Creating Rapport with Clients

Last week, I was in Texas working on a project, and had a couple of interesting customer service experiences.  One night, I visited a new resort hotel and spa that had opened this past January.  It's a large facility, 1000+ rooms, with a 27,000 square foot 30+ treatment room spa.  I timed my visit to arrive just before the spa was closing, assuming that they would not be too busy with clients then, and I would not be a distraction.  The spa is nicely situated on the side of the resort, with its own separate dramatic entrance.  It’s a beautiful space, done in soothing earthy colors that are at one with the Texas Hill Country, and all of the finishes were various shades and textures of stone and wood.

I approached the front desk and asked if I could have a tour.  I was given the cursory glimpse of the fitness area, empty, and the spa café, also closed, due to the late hour.  A friendly spa attendant then took over and gave me a thorough tour of the women’s locker room and wet amenities, which were quite lovely, and walked me downstairs to the lounge area.  However, when I asked if I could see a treatment room, I was told that a supervisor would need to be consulted.  So we went back upstairs to the front desk and asked the supervisor if I could see a treatment room.  She looked at her computer for a moment and then answered, no, she couldn’t show me a treatment room.  Just, no, we can’t do that.  Hmmm, they’re all, like, busy?  The décor is a secret?

But okay, whatever, I checked out the retail area and left the spa.  I took a walk into the resort lobby, which was a dramatic soaring space, but with lots of intimate seating areas around fireplaces.  The seating/fireplace theme extended outside, and lots of families and kids were running around enjoying the evening.  I decided to stay there and have a light dinner, and walked into one of the restaurants.  It was not busy, and I was able to be seated outside.  In a few minutes, someone brought me water, but it took a few more minutes until I saw a waiter, probably 5 minutes in total.  I ordered a glass of wine, salad, and appetizer as my entrée.  The salad came about 10 minutes later, still no wine.  Eventually the wine showed up, and then the appetizer.  However they had never cleared away the extra settings at the table.  The food was very good, and the view lovely, which is good, as no one really spoke to me.  When I received the $40 check from the waiter, he handed me a closed pen to sign with.  I pushed back my chair to leave, dropping the pen, and another waiter just watched me while I picked it up.  No goodbye, thanks for coming, nice to have you, etc.  Lovely place, good food, no soul.

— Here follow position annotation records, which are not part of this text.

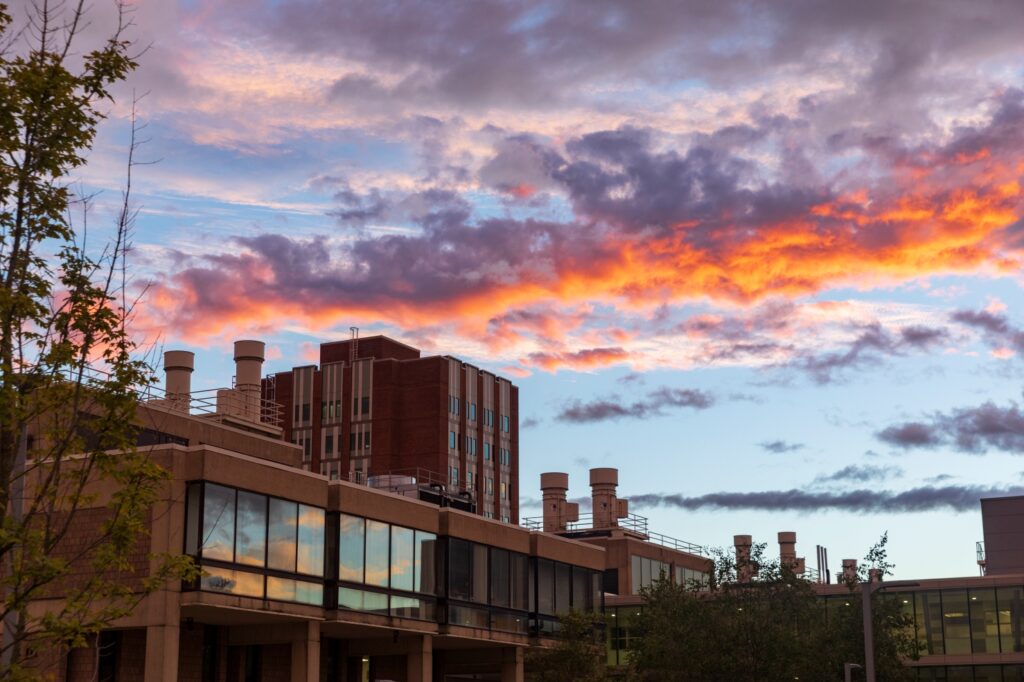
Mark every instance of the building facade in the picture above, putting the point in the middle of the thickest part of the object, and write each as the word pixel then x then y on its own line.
pixel 375 411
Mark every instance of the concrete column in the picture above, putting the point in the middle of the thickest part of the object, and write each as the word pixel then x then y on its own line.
pixel 513 669
pixel 162 653
pixel 420 659
pixel 305 653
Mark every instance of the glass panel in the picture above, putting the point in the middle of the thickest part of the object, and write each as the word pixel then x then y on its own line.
pixel 460 572
pixel 310 541
pixel 519 576
pixel 218 522
pixel 402 555
pixel 546 587
pixel 284 518
pixel 1010 619
pixel 231 582
pixel 929 613
pixel 563 583
pixel 581 590
pixel 353 530
pixel 250 539
pixel 470 617
pixel 955 622
pixel 302 592
pixel 358 600
pixel 192 519
pixel 499 578
pixel 984 622
pixel 378 545
pixel 479 573
pixel 411 607
pixel 424 579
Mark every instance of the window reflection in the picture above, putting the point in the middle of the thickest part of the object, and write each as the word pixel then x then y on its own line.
pixel 251 530
pixel 284 519
pixel 218 523
pixel 378 544
pixel 310 551
pixel 350 548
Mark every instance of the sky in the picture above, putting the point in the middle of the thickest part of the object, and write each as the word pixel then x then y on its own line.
pixel 764 258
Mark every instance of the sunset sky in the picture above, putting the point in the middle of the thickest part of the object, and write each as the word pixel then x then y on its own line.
pixel 765 258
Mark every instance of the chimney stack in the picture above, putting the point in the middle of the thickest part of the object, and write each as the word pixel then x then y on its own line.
pixel 744 568
pixel 178 366
pixel 248 372
pixel 849 570
pixel 607 508
pixel 787 552
pixel 557 512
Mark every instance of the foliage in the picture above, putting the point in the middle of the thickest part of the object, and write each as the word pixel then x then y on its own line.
pixel 774 627
pixel 579 653
pixel 68 365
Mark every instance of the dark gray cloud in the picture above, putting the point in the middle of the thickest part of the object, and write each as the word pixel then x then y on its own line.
pixel 973 430
pixel 780 446
pixel 867 349
pixel 860 473
pixel 922 499
pixel 655 403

The next night, I ventured out to a casual Mexican grill in a busy mall-type shopping area, opposite a huge movie theatre.  This restaurant was also not busy, and I was seated immediately.  Being a single female, restaurants will often try to be more sensitive to where you would like to be seated, and this was no exception.  Happily, I was facing the Celtics game on the bar TV.  The waitress came immediately to see if I had any questions about the menu, and she was jocular and friendly.  I ordered a beer and she suggested I have it “dressed;” turns out that means with lime and salt, what do I know?  I ordered fish tacos with chipotle mayo on the side.  The tacos came quickly, and although the mayo was not on the side, it was not too spicy and the food was quite good.  The waitress checked on me at the right interval, and asked if I wanted another beer.  I told her one was my limit and she joked that she didn’t have the same issue.  I let her know the mayo was not on the side, but it was fine just the same.  She was concerned that the order had not been delivered as she had placed it, and went her way.  When I finished, she inquired about dessert, which I declined.  But a few minutes later, she placed a plate of warm chocolate cake and cinnamon-dusted vanilla ice cream in front of me; when I looked at her in surprise, she whispered “chipotle mayo” and hustled off.  I confess I did eat half of the cake and ice cream, and it was great.  The bill was $14, before tip, and I’ll definitely go back.  It didn’t have a soaring lobby or outdoor fireplaces, but I did feel very comfortable and welcome there.

I’m relating these experiences to remind you of the importance of client rapport in your spa.  I mean, how hard is it to talk to someone?  And it’s free!  I’m not advocating being overly friendly, but making people feel at home is not that complicated, and it doesn’t take a big manual.  It takes staff who are people-oriented and friendly.  I don't blame the spa for having a policy of not showing treatment rooms (although I can't say I support it), but I do think there is a nicer way to explain it than, "no."  Are your clients being made to feel welcome?   Beautiful décor may bring clients to see a spa or restaurant one time, but it doesn’t bring them back a second time, your people do.  Invest wisely!